Friday, November 1, 2013

I'm having trouble reading Ana Marie Cox's "Dear Senate women: grow up and don't pass Hillary Clinton 'secret notes.'"

I don't know. Maybe it's because she's writing in The Guardian now. This could be some British way of writing that just can't make it into my American mind. Anyway, Cox — going on about a letter 17 female Senators wrote to Hillary Clinton urging her to run for President — is working with the premise that "male representatives are boys and women are the grown-ups." That premise is not the part I'm having trouble with. I understand it. I understand it as: Feminism-as-sexism is funny; come on, give us a little room to get in some harmless girly slaps after all the millennia of suffering.
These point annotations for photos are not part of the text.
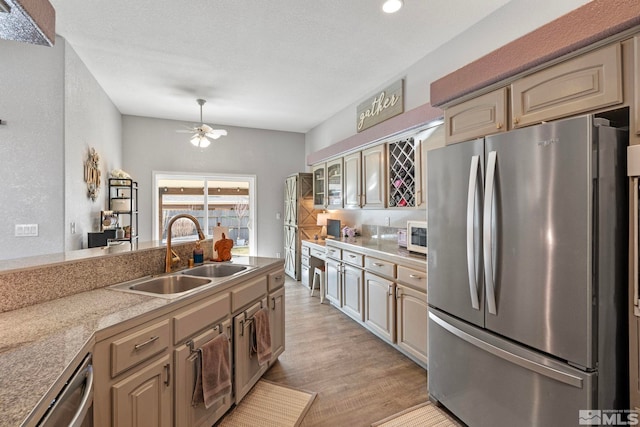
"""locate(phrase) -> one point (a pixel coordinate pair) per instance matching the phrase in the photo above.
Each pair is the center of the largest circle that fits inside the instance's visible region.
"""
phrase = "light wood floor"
(359, 378)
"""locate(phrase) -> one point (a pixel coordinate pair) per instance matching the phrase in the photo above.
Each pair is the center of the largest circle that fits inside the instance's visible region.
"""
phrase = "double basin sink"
(177, 284)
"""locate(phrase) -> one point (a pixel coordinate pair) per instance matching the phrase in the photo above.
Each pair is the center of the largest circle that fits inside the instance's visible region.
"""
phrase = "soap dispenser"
(198, 253)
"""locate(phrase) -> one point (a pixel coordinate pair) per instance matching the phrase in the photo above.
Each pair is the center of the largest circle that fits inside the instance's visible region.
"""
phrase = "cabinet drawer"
(414, 278)
(578, 85)
(380, 267)
(478, 117)
(134, 348)
(192, 320)
(334, 253)
(317, 253)
(276, 280)
(247, 293)
(353, 258)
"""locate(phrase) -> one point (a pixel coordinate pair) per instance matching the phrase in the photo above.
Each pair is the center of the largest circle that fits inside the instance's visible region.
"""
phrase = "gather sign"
(382, 106)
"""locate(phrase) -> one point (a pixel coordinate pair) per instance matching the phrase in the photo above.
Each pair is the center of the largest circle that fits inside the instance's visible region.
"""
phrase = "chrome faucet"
(173, 257)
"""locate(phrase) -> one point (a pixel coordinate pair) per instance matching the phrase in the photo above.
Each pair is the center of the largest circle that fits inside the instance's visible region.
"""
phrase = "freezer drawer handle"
(471, 265)
(530, 365)
(487, 241)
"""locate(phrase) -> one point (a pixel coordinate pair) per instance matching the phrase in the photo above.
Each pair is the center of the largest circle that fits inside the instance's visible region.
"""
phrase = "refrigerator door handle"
(634, 249)
(523, 362)
(471, 265)
(487, 241)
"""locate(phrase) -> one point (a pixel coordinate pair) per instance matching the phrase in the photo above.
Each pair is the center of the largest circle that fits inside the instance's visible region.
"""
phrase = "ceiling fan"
(202, 132)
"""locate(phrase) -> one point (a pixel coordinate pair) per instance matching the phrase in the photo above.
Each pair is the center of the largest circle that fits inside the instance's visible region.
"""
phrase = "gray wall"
(31, 147)
(54, 110)
(154, 145)
(91, 120)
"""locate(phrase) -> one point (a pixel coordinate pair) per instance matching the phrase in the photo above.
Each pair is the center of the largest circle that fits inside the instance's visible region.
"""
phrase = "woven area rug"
(270, 404)
(423, 415)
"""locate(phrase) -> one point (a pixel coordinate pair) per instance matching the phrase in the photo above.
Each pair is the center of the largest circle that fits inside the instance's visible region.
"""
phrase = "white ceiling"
(281, 64)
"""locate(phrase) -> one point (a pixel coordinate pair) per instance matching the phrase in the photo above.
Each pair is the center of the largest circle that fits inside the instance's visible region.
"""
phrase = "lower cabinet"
(411, 320)
(380, 307)
(144, 397)
(186, 370)
(145, 371)
(276, 323)
(333, 272)
(345, 288)
(247, 370)
(352, 292)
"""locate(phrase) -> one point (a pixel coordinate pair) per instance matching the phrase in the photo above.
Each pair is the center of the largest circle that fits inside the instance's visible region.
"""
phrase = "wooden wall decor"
(382, 106)
(92, 174)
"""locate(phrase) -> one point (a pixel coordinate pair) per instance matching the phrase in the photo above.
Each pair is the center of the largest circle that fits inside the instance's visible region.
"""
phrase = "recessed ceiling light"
(392, 6)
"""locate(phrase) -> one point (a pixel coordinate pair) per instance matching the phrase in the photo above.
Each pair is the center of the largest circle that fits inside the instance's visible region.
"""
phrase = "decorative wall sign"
(92, 174)
(381, 107)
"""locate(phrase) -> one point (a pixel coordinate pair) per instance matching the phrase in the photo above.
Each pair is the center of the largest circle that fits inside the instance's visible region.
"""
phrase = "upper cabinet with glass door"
(327, 185)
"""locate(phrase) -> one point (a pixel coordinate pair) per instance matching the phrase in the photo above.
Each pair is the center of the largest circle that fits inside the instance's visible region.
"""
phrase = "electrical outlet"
(26, 230)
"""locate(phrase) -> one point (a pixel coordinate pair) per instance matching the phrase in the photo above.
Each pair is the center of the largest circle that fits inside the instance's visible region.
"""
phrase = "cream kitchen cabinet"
(133, 372)
(345, 282)
(585, 83)
(327, 185)
(478, 117)
(144, 397)
(374, 177)
(411, 312)
(411, 320)
(365, 177)
(186, 367)
(276, 313)
(404, 186)
(333, 272)
(380, 307)
(353, 180)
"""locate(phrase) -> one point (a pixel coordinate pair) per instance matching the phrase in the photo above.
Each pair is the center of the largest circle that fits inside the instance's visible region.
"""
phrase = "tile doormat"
(423, 415)
(270, 404)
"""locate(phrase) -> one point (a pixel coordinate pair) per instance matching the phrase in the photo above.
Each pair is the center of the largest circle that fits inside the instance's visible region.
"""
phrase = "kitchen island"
(41, 344)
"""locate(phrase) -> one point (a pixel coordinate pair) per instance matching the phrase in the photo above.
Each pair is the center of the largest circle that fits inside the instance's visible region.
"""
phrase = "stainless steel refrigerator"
(527, 272)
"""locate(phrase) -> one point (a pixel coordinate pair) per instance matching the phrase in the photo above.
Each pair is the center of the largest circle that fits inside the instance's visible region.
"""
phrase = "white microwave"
(417, 236)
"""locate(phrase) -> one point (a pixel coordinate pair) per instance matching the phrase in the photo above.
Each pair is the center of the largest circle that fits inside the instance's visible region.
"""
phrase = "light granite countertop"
(386, 248)
(39, 343)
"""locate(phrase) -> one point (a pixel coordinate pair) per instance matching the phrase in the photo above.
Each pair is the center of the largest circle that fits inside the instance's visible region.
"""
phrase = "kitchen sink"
(167, 286)
(216, 270)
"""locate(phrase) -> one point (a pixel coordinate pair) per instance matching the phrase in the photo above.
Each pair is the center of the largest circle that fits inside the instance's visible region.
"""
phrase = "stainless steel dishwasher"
(73, 407)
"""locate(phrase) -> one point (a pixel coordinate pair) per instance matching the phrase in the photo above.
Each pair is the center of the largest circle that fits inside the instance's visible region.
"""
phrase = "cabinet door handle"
(167, 371)
(147, 342)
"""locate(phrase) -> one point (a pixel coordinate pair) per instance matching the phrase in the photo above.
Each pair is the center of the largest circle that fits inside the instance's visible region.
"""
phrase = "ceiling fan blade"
(216, 133)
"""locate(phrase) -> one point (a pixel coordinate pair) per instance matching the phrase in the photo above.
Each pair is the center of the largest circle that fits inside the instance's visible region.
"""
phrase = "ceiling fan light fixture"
(200, 141)
(203, 132)
(392, 6)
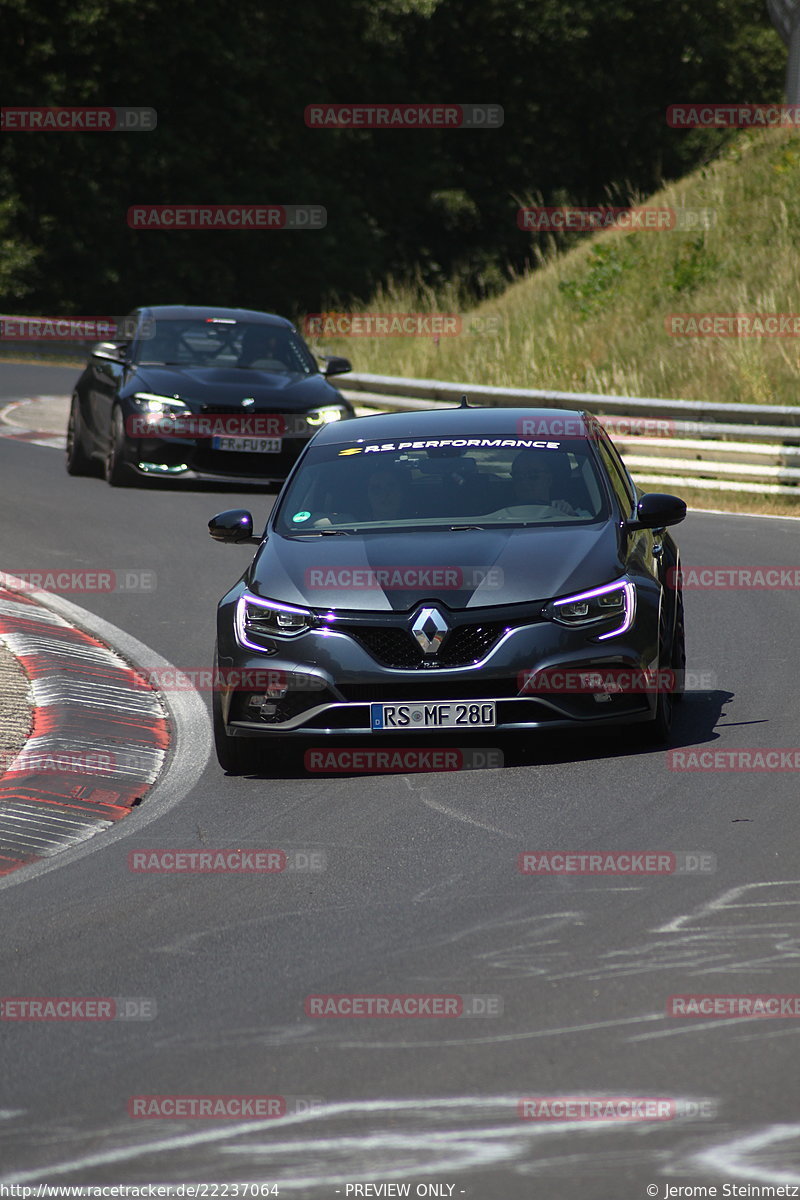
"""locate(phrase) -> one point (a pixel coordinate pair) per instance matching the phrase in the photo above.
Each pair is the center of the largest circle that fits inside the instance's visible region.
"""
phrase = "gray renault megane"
(449, 570)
But let's move on. Cox writes:
No one in the media has seen the letter, so I guess it's possible that it contains some kind of burn-book-level intel: Jeff Session (Alabama Republican senator) is a grotsy little byotch, Lindsay Graham (South Carolina Republican senator) made out with a hot dog, Ted Cruz (Tea Party Texan) is almost too conservative to be anything but a robot. 
"Grotsy" isn't even in Urban Dictionary, but I understand it. It's like "grotty," which was understandable as a variation of grotesque when the British comedian George Harrison said it in "Hard Day's Night." Grotsy is as understandable as ugsly.

(Maybe the "s" absconded from "Sessions," which she has as "Session.") [ADDED: Commenters say it should be "grotsky," and the phrase "grotsky little byotch" is from "Mean Girls."]

I understand the rest of those insults and why it's funny to just make up insults about Republicans to pad out a column and why — when you're talking about Republicans — it's okay to apply the mustard of homophobia. That's all well within the rules of American political humor.

Cox concedes that it's completely boring that a bunch of female Democrats support a Hillary candidacy. So what's to talk about? The fact that it was secret. A letter with nothing interesting to say was nevertheless written and revealed to have been written but we still can't see the text even though the text is presumably uninteresting. Well, there's your reason right there for not revealing the text. It's thuddingly dull. Cox says:
There's not much reason to make your support for something political private....
Which is why the existence of the letter and its gist was revealed. Cox concedes this as well: The secrecy label was "less about keeping the support in the note secret than making the support note-worthy." I won't get tripped up by that hyphen. That must be how they write "noteworthy" in the U.K.

So the letter functioned, dully, to give a teensy bounce to the Hillary for President beachball that no one feels like playing with right now. So what's to say? Here's where we get to the part of Cox's column that I found so hard to read:
Hillary... knows a thing or two about "inevitability", and what she knows is not likely to make her more excited to suffer through a fourth presidential campaign (I think we can safely say what she went through during Bill's campaigns counts as suffering). 
What? Hillary doesn't want to run? Excited to suffer? The meaning of suffering? There's just enough of a frisson of masochism in that to make me notice the absence of sex, which sets me off for this:
One of the maddening things about covering the Clintons is Bill's love of the dramatic reveal, the tension-filled lead-up...
Now you've got me thinking about the time "Bill Clinton Finally Just Show[ed] America His Penis."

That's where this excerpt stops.